In early 1999 a group of writers gathered together at Skywalker Ranch, the headquarters for LucasFilm and the home of filmmaker George Lucas, to discuss a new series of Star Wars books. Since 1994 Star Wars had spun into a lucrative publishing franchise of expanded universe novels exploring the possible stories of the heroes of Star Wars after the events of Return of the Jedi. However, one of the problems with a massive publishing franchise like this is when you have dozens of writers writing several books, is that it is very easy for them to fall into a formulaic trap. With a few exceptions it seemed as though the Rebel Heroes always went up against some dormant Imperial Faction, or discovered some plans for another planet smashing super-weapon that Emperor Palpatine left hidden in his sock drawer.

With the Special Edition releases of the original trilogy and the Prequels reigniting interest in the franchise, something new was needed to make these books really pop. What was needed was a new threat that could be so powerful as to bring the factions of the Rebellion and the remnants of the Empire together and forge a lasting peace. This series, dubbed The New Jedi Order was going to raise of the stakes of the Star Wars universe and have serious repercussions on the books to follow. It was going to be, as the cliché goes, a real game changer. In order to do this, they would have to do something very difficult to raise those stakes.
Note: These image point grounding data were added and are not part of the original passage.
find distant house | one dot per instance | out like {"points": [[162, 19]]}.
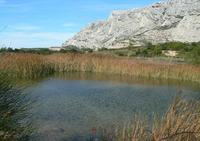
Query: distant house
{"points": [[55, 48], [170, 53]]}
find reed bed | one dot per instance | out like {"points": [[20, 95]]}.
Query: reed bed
{"points": [[180, 123], [33, 66]]}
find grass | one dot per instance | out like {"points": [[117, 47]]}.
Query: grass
{"points": [[31, 66], [180, 123], [12, 107]]}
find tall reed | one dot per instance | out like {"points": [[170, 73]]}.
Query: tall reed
{"points": [[33, 66], [180, 123], [12, 111]]}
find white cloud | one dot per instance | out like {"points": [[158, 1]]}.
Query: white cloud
{"points": [[24, 27], [33, 39]]}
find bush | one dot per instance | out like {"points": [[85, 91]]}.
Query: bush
{"points": [[12, 106]]}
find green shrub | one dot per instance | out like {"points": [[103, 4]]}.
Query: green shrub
{"points": [[12, 111]]}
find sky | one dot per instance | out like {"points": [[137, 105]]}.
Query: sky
{"points": [[46, 23]]}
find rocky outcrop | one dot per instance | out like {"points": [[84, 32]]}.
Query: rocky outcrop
{"points": [[171, 20]]}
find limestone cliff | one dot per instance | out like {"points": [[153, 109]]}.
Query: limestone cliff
{"points": [[171, 20]]}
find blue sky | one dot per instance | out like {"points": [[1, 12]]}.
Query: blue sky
{"points": [[44, 23]]}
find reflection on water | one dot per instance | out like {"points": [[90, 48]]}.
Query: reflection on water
{"points": [[68, 106]]}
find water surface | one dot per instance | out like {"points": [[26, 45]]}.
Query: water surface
{"points": [[68, 106]]}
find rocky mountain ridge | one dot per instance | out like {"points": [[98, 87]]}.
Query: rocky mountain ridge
{"points": [[171, 20]]}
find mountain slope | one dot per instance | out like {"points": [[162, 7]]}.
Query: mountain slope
{"points": [[171, 20]]}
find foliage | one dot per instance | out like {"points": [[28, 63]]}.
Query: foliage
{"points": [[31, 66], [181, 122], [12, 109]]}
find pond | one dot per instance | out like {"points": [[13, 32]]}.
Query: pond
{"points": [[67, 106]]}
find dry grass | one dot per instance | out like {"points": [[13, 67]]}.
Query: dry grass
{"points": [[180, 123], [32, 66]]}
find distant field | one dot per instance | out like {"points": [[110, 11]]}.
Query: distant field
{"points": [[26, 65]]}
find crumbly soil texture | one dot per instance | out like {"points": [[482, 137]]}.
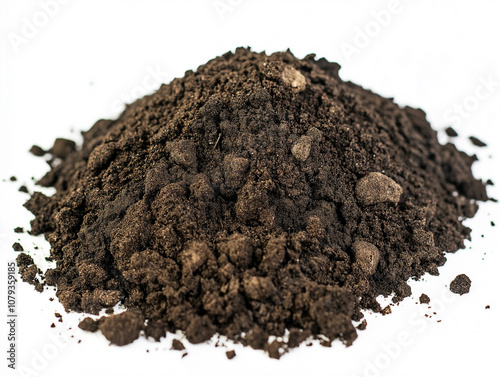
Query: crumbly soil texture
{"points": [[260, 197]]}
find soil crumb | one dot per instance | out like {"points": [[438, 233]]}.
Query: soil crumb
{"points": [[424, 299], [254, 196], [460, 285]]}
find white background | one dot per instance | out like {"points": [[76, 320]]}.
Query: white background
{"points": [[87, 58]]}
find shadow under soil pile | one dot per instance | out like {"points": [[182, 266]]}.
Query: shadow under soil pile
{"points": [[258, 196]]}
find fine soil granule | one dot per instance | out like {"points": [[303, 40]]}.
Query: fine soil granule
{"points": [[258, 196], [424, 299], [460, 285]]}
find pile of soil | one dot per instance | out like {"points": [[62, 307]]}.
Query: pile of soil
{"points": [[258, 196]]}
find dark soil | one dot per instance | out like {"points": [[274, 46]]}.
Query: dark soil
{"points": [[256, 195], [460, 285], [424, 299]]}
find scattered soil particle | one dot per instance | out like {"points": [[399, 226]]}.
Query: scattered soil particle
{"points": [[460, 285], [89, 324], [177, 345], [362, 325], [386, 310], [123, 328], [37, 151], [17, 246]]}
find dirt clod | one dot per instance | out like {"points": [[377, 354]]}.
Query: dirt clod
{"points": [[255, 196], [460, 285]]}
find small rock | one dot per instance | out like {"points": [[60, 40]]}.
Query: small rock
{"points": [[293, 78], [63, 147], [377, 188], [366, 256], [424, 299], [302, 148], [177, 345], [460, 285]]}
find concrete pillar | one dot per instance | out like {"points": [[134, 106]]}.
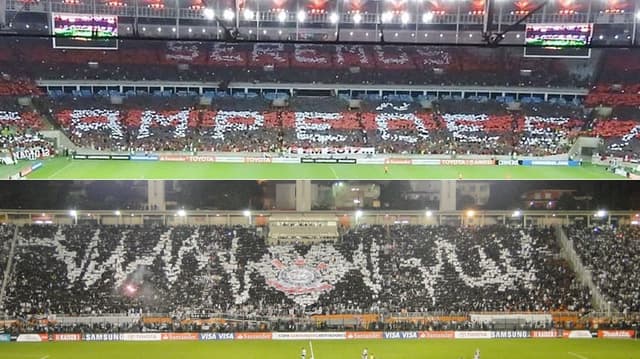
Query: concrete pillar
{"points": [[156, 199], [303, 195], [448, 195]]}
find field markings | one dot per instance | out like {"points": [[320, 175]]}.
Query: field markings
{"points": [[335, 175], [578, 355], [53, 175]]}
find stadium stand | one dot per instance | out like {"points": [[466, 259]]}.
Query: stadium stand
{"points": [[387, 124], [175, 120], [144, 60], [126, 269], [6, 235], [612, 254]]}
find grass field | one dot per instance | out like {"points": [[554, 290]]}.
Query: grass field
{"points": [[382, 349], [61, 168]]}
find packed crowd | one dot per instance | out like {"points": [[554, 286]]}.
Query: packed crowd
{"points": [[6, 235], [612, 254], [145, 60], [184, 270], [388, 126], [19, 134]]}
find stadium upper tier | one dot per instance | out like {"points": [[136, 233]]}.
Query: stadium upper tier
{"points": [[113, 269], [289, 63]]}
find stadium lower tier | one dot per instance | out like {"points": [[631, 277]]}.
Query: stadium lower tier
{"points": [[116, 269]]}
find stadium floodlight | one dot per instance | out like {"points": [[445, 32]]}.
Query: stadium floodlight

As Lucy Wilson, the director of publishing at LucasFilm noted,

 “ In the Star Wars novels published by Bantam, no preexisting Star Wars



character ever died. It was our policy that no author could kill anyone who originated first in a script written by George. However, we knew that for anyone to really take a new intergalactic war seriously, and to realize that the New Jedi Order was not just Star Wars fiction as usual, someone who mattered would have to die. This was a unanimous agreement. Who would die was the subject of much debate, however. Our first thought was that the death of Luke Skywalker would have the biggest impact on the readers. However, this was not okay with George Lucas! I think it was Randy Stradley from Dark Horse who said, “Kill the family dog—Chewbacca.” In our own emotional response to this suggestion (it made us unhappy just to come up with the idea), we knew Chewie’s death would generate the biggest reaction from the readers.”